[From my other blog]
I'm not an expert on legal matters, nor do I understand the existing facts and figures on Ayodhya. It is beyond my ability to comprehend complex language and history.
But I believe the judgement is a step in the right direction. The problem is not as much that of the ownership of the land, as much a conflict of perceptions. Whatever we have as documented evidence are perceptions of the Hindu, Muslim or the left. Our history, archeology and even evolution are in a way perceptions in their own ways. There is no such thing as truth for everyone sees the history the way he or she wants to.

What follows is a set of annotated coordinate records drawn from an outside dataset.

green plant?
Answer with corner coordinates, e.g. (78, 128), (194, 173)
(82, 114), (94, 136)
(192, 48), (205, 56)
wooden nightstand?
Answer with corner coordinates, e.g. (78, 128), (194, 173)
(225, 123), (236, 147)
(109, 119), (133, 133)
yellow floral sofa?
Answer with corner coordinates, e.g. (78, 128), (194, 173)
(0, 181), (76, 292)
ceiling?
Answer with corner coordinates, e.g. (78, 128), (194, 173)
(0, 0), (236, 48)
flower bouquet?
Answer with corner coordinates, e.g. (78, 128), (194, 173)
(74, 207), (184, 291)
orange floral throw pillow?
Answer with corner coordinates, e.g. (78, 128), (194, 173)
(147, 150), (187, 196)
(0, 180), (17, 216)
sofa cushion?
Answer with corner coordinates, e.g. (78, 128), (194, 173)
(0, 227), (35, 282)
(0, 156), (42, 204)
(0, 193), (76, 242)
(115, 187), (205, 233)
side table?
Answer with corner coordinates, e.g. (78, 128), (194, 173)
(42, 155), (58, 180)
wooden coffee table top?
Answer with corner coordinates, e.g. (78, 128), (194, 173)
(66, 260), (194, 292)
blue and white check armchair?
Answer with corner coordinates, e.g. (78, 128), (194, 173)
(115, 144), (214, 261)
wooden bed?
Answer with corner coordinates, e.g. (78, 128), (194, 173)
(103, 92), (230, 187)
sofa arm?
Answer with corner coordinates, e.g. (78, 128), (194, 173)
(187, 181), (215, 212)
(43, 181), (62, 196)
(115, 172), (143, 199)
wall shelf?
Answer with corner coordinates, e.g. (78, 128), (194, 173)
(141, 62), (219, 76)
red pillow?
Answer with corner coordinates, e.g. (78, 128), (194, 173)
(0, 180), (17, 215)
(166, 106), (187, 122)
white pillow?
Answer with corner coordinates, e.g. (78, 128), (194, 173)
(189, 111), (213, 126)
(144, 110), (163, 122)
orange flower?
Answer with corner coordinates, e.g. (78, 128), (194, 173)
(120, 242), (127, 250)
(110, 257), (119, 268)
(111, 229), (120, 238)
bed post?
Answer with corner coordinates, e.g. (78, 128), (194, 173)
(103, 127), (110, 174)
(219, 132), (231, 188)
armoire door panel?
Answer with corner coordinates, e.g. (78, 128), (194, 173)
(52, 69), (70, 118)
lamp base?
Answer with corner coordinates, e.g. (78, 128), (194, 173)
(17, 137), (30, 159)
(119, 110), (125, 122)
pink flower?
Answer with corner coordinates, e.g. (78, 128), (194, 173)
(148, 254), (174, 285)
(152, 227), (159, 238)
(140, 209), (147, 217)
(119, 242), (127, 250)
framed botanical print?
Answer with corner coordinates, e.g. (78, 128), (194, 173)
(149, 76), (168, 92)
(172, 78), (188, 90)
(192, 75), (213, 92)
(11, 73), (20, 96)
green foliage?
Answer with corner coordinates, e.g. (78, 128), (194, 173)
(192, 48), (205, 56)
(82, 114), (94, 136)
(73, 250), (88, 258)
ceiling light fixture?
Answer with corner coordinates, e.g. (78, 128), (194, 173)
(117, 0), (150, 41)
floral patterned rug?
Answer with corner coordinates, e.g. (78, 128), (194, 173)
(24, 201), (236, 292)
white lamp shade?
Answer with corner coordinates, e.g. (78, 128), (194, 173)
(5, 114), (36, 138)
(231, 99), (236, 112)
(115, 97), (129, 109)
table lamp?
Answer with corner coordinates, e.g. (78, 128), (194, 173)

Don't underestimate the power of these perceptions. It can be so powerful that we might end up with a totally divided society if these perceptions are left to themselves or allowed to strengthen. I'm saddened by the lack of wisdom on the part of neutral parties in understanding the importance of perception. It is a challenge for any administration to maintain normalcy when people hold on to their perceptions. In a way, banning of bulk SMS at the time of verdict was a right step.
There are two or more parties (I'll include the so-called neutral people who want to go by the documented information) who hold their own perceptions. It hasn't been easy for anyone to get these parties closer to resolve the issue as they carried their baggage of perceptions. The warring parties did not have a bigger heart, the political leadership lacked the integrity to find a solution.
The judges took it upon themselves to resolve the crisis. They may not have the authority, but they have shown wisdom to understand the situation and come up a solution that will pave the way for a total solution. They have acted a lot more mature than the armchair analysts and activists.
The division of the property may not be perfect or to the satisfaction of the BMAC, but the court allows for appeal. It is still possible that BMAC and the Hindu parties may get a more sensible and resolve it by the time the supreme court decides.
It is important that all parties unload the ghosts of the past - from the days of Rama to Babar to 1949, 87 or 92 in seeking a solution. With perceptions coming closer there is a possibility of an extraordinary exhibition of Muslim brotherhood or Hindu acceptance.
If there is an appeal and the supreme court goes purely by books and reject this verdict, that'll be very unfortunate. A decision based on "hard" facts may sound right legally, but can't be so for the country.